Repository files navigation

License: LGPL v3

Benchmarking repository of interpretable regional descriptors

Structure

R package for IRD methods (irdpackage/)

  • Contains the implementations of all IRD methods & Anchors
  • Incl. some documentations and tests
  • It also contains the credit data example (irdpackage/inst/examples)

Benchmark study

1) Data (data/)

  • Loads the required datasets from OpenML: https://www.openml.org/
  • Stores the datasets and the x_interest as lists in .rds files
  • Main functions: get_data.R

2) Models (models/)

  • Trains, tunes, and stores 4 models for each dataset: random forest, linear/logistic/multinomial model, neural network and hyperbox model
  • Performs nested resampling (5-fold CV for the inner and outer loop) for estimating the performance of each (tuned) model on each dataset
  • The neural network had to be saved differently due to keras (the autotuner could not be saved as usual; the models need to be stored as .hdf5 files)
  • Main functions: train_models.R, resample.R, get_resample_results.R

3) Evaluate Data using Model Info (dateval/)

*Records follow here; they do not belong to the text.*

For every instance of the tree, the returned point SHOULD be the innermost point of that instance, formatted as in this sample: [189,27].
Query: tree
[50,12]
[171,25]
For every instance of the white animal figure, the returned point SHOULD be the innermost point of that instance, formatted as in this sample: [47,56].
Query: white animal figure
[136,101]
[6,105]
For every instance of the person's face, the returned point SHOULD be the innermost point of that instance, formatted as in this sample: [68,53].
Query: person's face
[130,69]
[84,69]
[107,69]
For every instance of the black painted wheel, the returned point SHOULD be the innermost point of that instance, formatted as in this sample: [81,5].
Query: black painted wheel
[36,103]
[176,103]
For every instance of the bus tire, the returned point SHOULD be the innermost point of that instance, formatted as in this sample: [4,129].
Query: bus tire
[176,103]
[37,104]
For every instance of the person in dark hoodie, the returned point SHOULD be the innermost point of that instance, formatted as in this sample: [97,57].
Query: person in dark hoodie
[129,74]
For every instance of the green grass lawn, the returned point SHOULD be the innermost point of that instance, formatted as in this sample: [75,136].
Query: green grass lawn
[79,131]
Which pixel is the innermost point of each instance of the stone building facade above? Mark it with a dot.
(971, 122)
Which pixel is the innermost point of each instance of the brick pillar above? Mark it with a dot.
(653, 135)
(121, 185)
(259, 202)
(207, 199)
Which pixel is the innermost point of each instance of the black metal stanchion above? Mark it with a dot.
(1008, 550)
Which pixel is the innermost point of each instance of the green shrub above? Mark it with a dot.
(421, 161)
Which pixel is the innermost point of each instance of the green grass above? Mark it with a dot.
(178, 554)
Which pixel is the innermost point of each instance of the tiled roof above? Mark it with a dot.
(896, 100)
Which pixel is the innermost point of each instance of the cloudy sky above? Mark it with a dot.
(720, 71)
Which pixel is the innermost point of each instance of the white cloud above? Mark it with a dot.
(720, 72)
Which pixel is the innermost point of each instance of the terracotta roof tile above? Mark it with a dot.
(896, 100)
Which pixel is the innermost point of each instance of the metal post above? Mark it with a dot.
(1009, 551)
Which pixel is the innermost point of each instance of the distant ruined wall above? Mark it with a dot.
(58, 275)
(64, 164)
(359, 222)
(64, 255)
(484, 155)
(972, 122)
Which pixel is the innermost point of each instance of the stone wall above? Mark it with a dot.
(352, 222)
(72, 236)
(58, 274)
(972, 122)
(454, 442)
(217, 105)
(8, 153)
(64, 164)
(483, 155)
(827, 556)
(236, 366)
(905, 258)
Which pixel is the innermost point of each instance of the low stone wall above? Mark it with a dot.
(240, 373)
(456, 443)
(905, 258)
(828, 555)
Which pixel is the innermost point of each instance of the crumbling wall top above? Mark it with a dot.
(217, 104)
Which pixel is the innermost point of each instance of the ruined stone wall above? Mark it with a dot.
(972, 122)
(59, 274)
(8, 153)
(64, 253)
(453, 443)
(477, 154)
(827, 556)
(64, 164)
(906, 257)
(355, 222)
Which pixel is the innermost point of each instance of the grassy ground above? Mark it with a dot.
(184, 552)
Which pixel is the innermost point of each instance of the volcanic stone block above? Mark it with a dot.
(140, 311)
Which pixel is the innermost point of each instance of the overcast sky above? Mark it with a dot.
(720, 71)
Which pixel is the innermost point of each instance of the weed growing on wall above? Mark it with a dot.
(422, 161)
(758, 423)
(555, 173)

  • Creates metainfos that is used as an input for the IRD methods and for the evaluation
  • For each model, dataset and x_interest the following is saved: (1) the largest, local box, (2) training data in the largest, local box, (3) sampled data in the largest local box, (4) connected, convex levelset L
  • Main functions: generate_dataeval.R

4) Interpretable Regional Descriptors (ird/)

  • Runs the IRD methods for all datasets, models and x_interest, and stores the IRDs as RegDescMethods
  • Methods: MaxBox, PRIM, Anchors, MAIRE
  • Main functions: find_ird.R

5) Robustness (robustness/)

  • Evaluates the robustness of IRD methods by repeating the box building processes 5 times and computing the robustness measure which is saved in a sql_lite databsae (db_robustness_x.db)
  • Main functions: assess_robustness_x.R and db_setup_robustness.R

6) Evaluation (evaluation/)

6.1) DB setup
  • Reads in the RegDescMethod objects, evaluates the irds and stores them in a sql_lite database (db_evals.db)
  • Main functions: db_setup.R
6.2) Analysis
  • Creates box plots for comparing the irds of the different methods w.r.t to several evaluation measures
  • Creates tables for maximality and efficiency, as well as for statistical tests
  • All data are queried from the database db_evals.db
  • Main functions: analysis.R